The α2-adrenergic receptor agonist, clonidine, reduces alcohol drinking in alcohol-preferring (P) rats
Introduction
It has been suggested that excessive noradrenergic activation which accompanies anxiety and hyperarousal may contribute to increased alcohol drinking in an effort to self-medicate, since alcohol is sympatho-suppressive, anxiolytic, and sedating (Edwards et al., 1972, Koob and LeMoal, 1997, Kushner et al., 1990, Kushner et al., 1999, Shirao et al., 1988). Numerous lines of evidence support this view: a) anxiety is associated with increased brain noradrenergic and associated sympathoadrenal activation (Kopin, 1984, Sullivan et al., 1999), b) “anxious” rats consume more alcohol than “non-anxious” rats (Spanagel et al., 1995), c) blocking norepinephrine biosynthesis decreases alcohol self-administration by rodents (Amit et al., 1977, Brown et al., 1977, Davis et al., 1978), d) alcoholics commonly state that relief of anxiety is an important reason for drinking (e.g., Edwards et al., 1972), e) alcoholism co-occurs at high rates with anxiety disorders (Kushner et al., 1990), suggesting that the two disorders represent manifestations of similar underlying mechanisms (Merikangas et al., 1994, Merikangas et al., 1998, Sinha et al., 1998), f) patients with co-morbid anxiety and alcoholism more frequently report that they use alcohol to control anxiety and panic symptoms as compared to other reasons for alcohol use (Kushner et al., 1990), g) increased sympathetic activation is seen during periods of increased anxiety and during prolonged alcohol abstinence (Ehrenreich et al., 1997, Sullivan et al., 1999), and h) increased sympathoadrenal activation and anxiety-like behavior is observed for long periods following termination of chronic alcohol consumption in rats (Rasmussen et al., 2001, Rasmussen et al., 2006). Taken together, these findings suggest that excessive sympathetic activation may contribute not only to maintenance of alcohol drinking and alcohol abuse but may also be one of the aversive physiological events that occur during alcohol withdrawal and abstinence that increases risk of relapse to alcohol drinking (Koob & LeMoal, 1997).

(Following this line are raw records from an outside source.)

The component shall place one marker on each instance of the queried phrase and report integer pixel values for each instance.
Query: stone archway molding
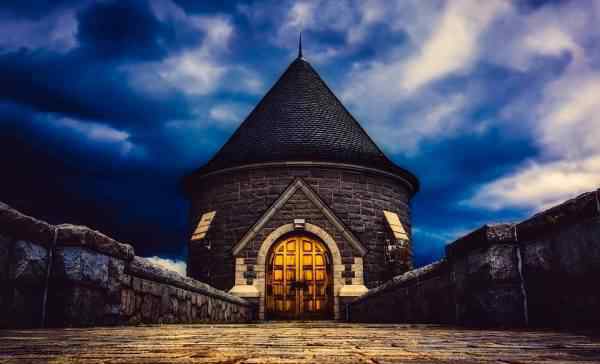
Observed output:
(276, 234)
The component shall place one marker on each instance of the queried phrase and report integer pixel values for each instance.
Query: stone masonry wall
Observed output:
(240, 198)
(95, 280)
(422, 295)
(541, 272)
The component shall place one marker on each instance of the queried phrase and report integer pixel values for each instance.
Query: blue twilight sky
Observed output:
(104, 105)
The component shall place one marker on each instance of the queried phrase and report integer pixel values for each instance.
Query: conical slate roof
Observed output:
(300, 119)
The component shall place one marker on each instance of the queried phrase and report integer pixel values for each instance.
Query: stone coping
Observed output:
(481, 238)
(24, 227)
(409, 278)
(142, 268)
(581, 208)
(19, 226)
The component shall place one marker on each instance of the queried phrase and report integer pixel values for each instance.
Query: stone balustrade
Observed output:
(541, 272)
(68, 275)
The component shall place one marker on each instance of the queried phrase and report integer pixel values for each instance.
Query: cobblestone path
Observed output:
(295, 342)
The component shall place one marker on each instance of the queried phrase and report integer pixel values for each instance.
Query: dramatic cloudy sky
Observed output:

We previously tested the hypothesis that noradrenergic activation promotes and maintains alcohol drinking by assessing whether alcohol drinking in rats is decreased by prazosin treatment. Prazosin is a drug that is centrally active when administered peripherally and that decreases brain noradrenergic signaling by blocking postsynaptic α1-adrenergic receptors. Prazosin dose-dependently reduced withdrawal-induced operant self-administration of alcohol in alcohol-dependent Wistar rats (Walker, Rasmussen, Raskind, & Koob, 2008). Prazosin also suppressed voluntary alcohol drinking by rats selectively bred for alcohol preference (P line) when administered either acutely (Rasmussen, Alexander, Raskind, & Froehlich, 2009) or chronically (Froehlich et al., 2013, Froehlich et al., 2013). The ability of prazosin to reduce alcohol drinking has been confirmed in humans; Simpson et al. (2009) reported that prazosin decreased relapse alcohol drinking in treatment-seeking alcohol-dependent men. These results from both rodents and humans provide compelling evidence that noradrenergic activation plays an important role in mediating alcohol drinking and alcohol relapse.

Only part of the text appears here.